The Rubber Ducky has already been used to launch attacks including making a phony Windows pop-up window to collect a user's login information or tricking Chrome into sending all saved passwords to an attacker's web server. However, these attacks lacked the adaptability to operate across platforms and had to be specifically designed for particular operating systems and software versions.
The nuances of DuckyScript 3.0 are described in a new manual.
The most recent Rubber Ducky seeks to get around these restrictions. The DuckyScript programming language, which is used to construct the commands that the Rubber Ducky will enter into a target machine, receives a significant improvement with it. DuckyScript 3.0 is a feature-rich language that allows users to write functions, store variables, and apply logic flow controls, in contrast to earlier versions that were primarily limited to scripting keystroke sequences (i.e., if this... then that).
This implies that, for instance, the new Ducky can check to see if it is hooked into a Windows or Mac computer and then conditionally run code specific to each one, or it can disable itself if it has been attached to the incorrect target. In order to provide a more human effect, it can also generate pseudorandom numbers and utilize them to add a configurable delay between keystrokes.
The ability to steal data from a target computer by encoding it in binary code and transferring it through the signals intended to instruct a keyboard when the CapsLock or NumLock LEDs should light up is perhaps its most astounding feature. By using this technique, a hacker may plug it in for a brief period of time, excuse themselves by saying, "Sorry, I think that USB drive is faulty," and then take it away with all the credentials stored on it.
HOW SERIOUS IS THE RISK?
In other words, it may be a significant one, but because physical device access is required, the majority of people aren't at risk of being a target.

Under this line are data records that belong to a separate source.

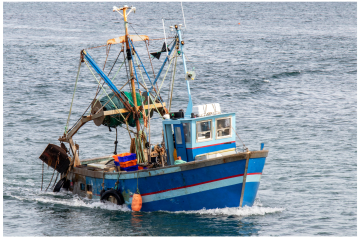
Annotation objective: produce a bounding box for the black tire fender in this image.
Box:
[100,189,125,205]
[53,178,66,193]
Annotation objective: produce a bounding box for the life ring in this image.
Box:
[53,177,66,193]
[100,189,125,205]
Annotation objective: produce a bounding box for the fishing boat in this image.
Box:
[40,5,268,211]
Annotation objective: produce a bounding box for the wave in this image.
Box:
[169,201,285,216]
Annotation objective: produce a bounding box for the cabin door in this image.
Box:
[174,124,187,161]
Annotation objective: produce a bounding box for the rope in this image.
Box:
[41,162,45,191]
[85,60,134,138]
[51,172,59,189]
[65,60,81,134]
[169,51,177,111]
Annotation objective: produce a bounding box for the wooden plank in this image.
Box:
[250,150,269,158]
[69,138,81,167]
[102,103,166,118]
[240,152,250,207]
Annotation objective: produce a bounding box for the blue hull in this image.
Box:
[74,153,267,211]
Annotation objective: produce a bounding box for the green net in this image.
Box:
[99,91,152,128]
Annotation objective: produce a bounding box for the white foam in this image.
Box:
[175,201,285,216]
[9,192,131,212]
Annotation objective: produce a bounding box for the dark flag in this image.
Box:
[150,42,170,59]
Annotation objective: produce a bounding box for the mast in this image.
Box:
[175,24,193,117]
[113,5,141,135]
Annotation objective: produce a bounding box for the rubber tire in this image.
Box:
[100,189,125,205]
[63,179,70,190]
[100,189,105,197]
[53,178,66,193]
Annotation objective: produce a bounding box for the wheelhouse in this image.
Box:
[162,113,236,165]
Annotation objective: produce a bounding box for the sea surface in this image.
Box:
[3,2,357,236]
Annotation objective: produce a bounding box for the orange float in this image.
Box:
[131,192,142,212]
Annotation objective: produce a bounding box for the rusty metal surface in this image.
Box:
[39,144,70,173]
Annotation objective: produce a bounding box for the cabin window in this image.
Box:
[86,184,92,192]
[175,127,182,144]
[216,117,231,139]
[183,123,191,143]
[196,120,212,142]
[80,183,85,191]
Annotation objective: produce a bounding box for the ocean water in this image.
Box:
[3,2,357,236]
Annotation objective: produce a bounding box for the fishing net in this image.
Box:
[100,91,148,128]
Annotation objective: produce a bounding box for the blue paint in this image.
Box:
[174,124,188,161]
[86,158,265,211]
[82,50,127,101]
[162,113,236,161]
[187,142,236,161]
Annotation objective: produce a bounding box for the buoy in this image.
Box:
[131,192,142,212]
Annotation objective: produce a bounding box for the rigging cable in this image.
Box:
[64,59,81,134]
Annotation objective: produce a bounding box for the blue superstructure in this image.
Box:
[40,5,268,211]
[163,113,236,165]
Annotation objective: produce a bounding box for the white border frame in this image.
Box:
[215,116,232,140]
[195,119,214,143]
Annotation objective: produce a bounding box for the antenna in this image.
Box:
[181,2,186,29]
[162,18,169,58]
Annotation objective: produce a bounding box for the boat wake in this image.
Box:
[4,180,131,212]
[175,200,285,217]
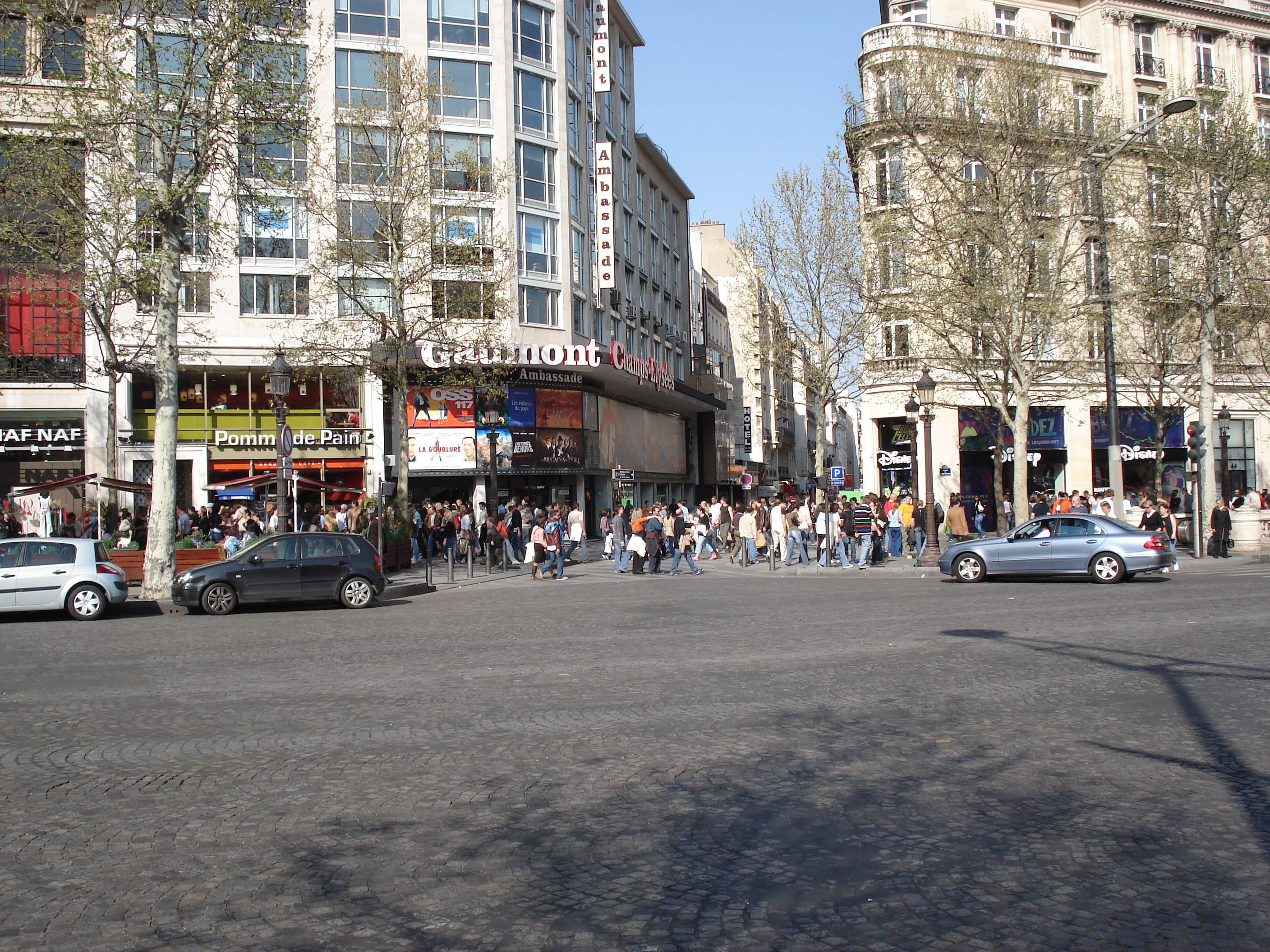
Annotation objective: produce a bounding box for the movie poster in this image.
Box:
[535,389,582,430]
[405,384,476,428]
[406,426,476,471]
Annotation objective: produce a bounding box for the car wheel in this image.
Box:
[66,585,106,622]
[952,555,988,581]
[198,581,238,614]
[1091,552,1125,585]
[339,575,375,608]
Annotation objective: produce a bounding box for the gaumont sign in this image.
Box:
[608,340,674,390]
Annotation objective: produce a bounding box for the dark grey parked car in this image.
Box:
[171,532,387,614]
[940,514,1173,583]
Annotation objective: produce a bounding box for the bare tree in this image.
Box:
[736,154,865,492]
[299,50,511,515]
[846,28,1105,526]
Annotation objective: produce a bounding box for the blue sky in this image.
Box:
[622,0,878,235]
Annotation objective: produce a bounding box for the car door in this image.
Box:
[235,533,300,602]
[1049,515,1102,572]
[300,533,349,598]
[0,540,27,612]
[14,540,79,608]
[997,519,1058,574]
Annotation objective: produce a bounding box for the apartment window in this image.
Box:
[0,13,27,76]
[239,274,308,316]
[338,278,396,321]
[569,96,582,154]
[39,23,84,79]
[890,0,931,23]
[515,142,555,204]
[335,0,401,39]
[512,0,551,65]
[513,67,555,136]
[1049,14,1076,46]
[239,197,308,260]
[994,6,1018,37]
[428,60,489,122]
[335,126,396,185]
[569,162,587,221]
[515,215,560,278]
[428,0,489,47]
[1072,82,1094,134]
[874,145,904,206]
[881,321,908,357]
[432,207,494,268]
[521,284,560,328]
[1147,169,1169,222]
[432,280,498,321]
[335,50,397,109]
[432,132,494,192]
[1252,43,1270,95]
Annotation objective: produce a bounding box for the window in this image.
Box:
[1072,82,1094,134]
[239,197,308,259]
[890,0,931,23]
[239,274,308,315]
[515,215,559,278]
[335,126,396,185]
[1049,14,1076,46]
[1147,169,1169,222]
[432,280,498,321]
[994,6,1018,37]
[515,142,555,204]
[428,60,489,122]
[335,50,397,109]
[881,320,908,357]
[338,278,396,321]
[428,0,489,47]
[874,145,904,206]
[512,0,551,65]
[513,67,555,136]
[335,201,392,261]
[0,13,27,76]
[432,132,493,192]
[432,207,494,268]
[521,286,560,328]
[335,0,401,38]
[39,23,84,79]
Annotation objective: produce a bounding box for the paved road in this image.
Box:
[0,563,1270,952]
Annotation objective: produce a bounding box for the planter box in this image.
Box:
[106,546,225,583]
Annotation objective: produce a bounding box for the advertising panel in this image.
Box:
[408,426,476,470]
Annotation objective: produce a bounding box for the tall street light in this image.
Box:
[268,347,291,532]
[1085,96,1199,517]
[917,368,940,569]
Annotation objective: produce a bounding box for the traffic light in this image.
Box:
[1186,423,1208,462]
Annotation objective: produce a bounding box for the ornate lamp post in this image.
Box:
[917,368,940,569]
[269,347,291,532]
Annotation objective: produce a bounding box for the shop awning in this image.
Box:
[14,472,154,496]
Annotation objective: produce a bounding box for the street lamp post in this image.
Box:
[268,348,291,532]
[917,368,940,569]
[1086,96,1199,518]
[1217,403,1231,501]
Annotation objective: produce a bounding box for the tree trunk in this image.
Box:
[141,220,184,599]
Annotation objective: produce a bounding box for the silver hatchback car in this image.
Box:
[940,513,1173,583]
[0,538,128,622]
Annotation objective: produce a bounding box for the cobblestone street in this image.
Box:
[0,563,1270,952]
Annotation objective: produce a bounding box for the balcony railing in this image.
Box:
[1195,66,1225,89]
[1133,53,1164,79]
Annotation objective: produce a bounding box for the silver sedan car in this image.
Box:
[940,513,1173,584]
[0,538,128,622]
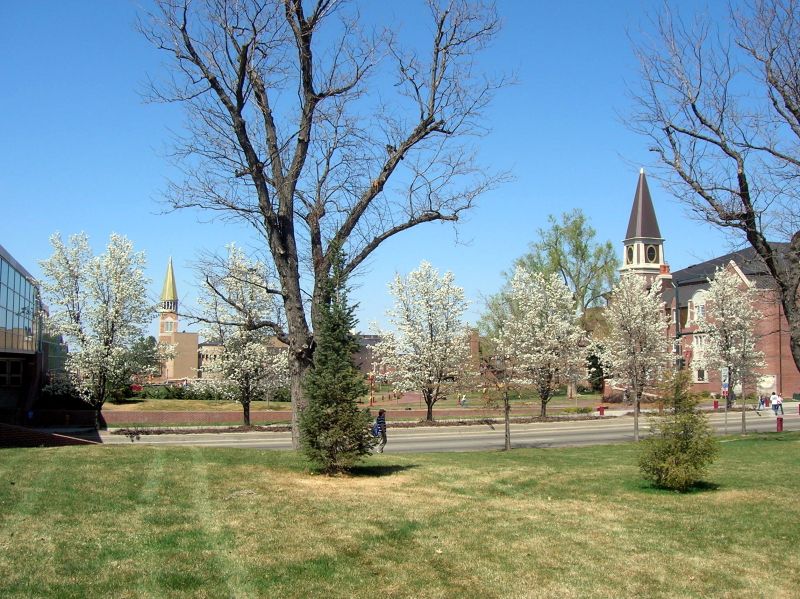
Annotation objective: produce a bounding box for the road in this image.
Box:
[102,408,800,453]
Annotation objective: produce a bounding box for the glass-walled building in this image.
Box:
[0,245,42,422]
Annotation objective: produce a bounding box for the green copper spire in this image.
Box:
[161,258,178,312]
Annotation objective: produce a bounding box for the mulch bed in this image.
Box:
[110,414,609,440]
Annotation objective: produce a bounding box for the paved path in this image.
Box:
[95,408,800,452]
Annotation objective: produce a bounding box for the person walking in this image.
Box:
[375,408,386,453]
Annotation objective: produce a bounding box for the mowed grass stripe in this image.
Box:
[0,433,800,598]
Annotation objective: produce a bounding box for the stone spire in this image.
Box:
[620,169,672,286]
[160,258,178,312]
[625,169,662,241]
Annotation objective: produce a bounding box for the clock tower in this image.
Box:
[619,169,672,287]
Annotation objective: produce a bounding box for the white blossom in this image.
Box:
[497,267,586,416]
[41,233,155,408]
[693,268,764,432]
[599,274,670,441]
[374,262,469,420]
[199,244,289,424]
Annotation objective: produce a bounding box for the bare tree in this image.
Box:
[142,0,504,447]
[630,0,800,376]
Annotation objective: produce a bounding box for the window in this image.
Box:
[0,360,22,387]
[689,289,706,324]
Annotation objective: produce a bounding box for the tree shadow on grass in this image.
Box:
[350,464,417,478]
[637,480,722,495]
[108,397,145,406]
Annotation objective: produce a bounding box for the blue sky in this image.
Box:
[0,0,731,336]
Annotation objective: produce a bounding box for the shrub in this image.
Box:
[269,387,292,402]
[639,370,717,491]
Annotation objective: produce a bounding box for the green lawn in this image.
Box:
[0,433,800,598]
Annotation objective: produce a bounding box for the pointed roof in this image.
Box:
[625,169,661,239]
[161,258,178,302]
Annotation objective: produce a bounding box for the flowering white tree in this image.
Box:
[697,268,764,433]
[496,266,586,417]
[192,244,289,426]
[599,274,670,441]
[374,261,469,420]
[40,233,156,412]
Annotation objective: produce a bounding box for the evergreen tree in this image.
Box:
[300,259,376,474]
[639,370,717,491]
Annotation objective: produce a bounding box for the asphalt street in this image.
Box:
[101,407,800,453]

The 500 or so new Rubber Duckies that Hak5 brought to Def Con, according to Kitchen, were his company's most popular item at the convention, and they were all gone on the first day. It's safe to suppose that hundreds of hackers already possess one, and demand is likely to persist for some time.
Additionally, it has an online development toolkit that can be used to create attack payloads, compile them, and then load them onto the target device. A "payload hub" part of the website makes it simple for hackers to share what they've generated, and the Hak5 Discord is also busy with conversation and helpful advice. This makes it simple for users of the product to connect with a larger community.
It's too expensive for most individuals to distribute in volume, so unless your favorite cafe is renowned for being a hangout among vulnerable targets, it's doubtful that someone will leave a few of them there. To that end, if you intend to plug in a USB device that you discovered outside in a public area, pause to consider your decision.
WOULD IT WORK FOR ME?
Although the device is quite straightforward to use, there are a few things that could cause you trouble if you have no prior expertise writing or debugging code. For a while, during testing on a Mac, I was unable to get the Ducky to press the F4 key to activate the launchpad, but after forcing it to identify itself using an alternative Apple keyboard device ID, the problem was resolved.
From there, I was able to create a script that, when the Ducky was plugged in, would instantly run Chrome, open a new browser tab, and then immediately close it once more without requiring any action from the laptop user. Not bad for only a few hours of testing, and something that could be readily changed to perform duties other than reading technology news.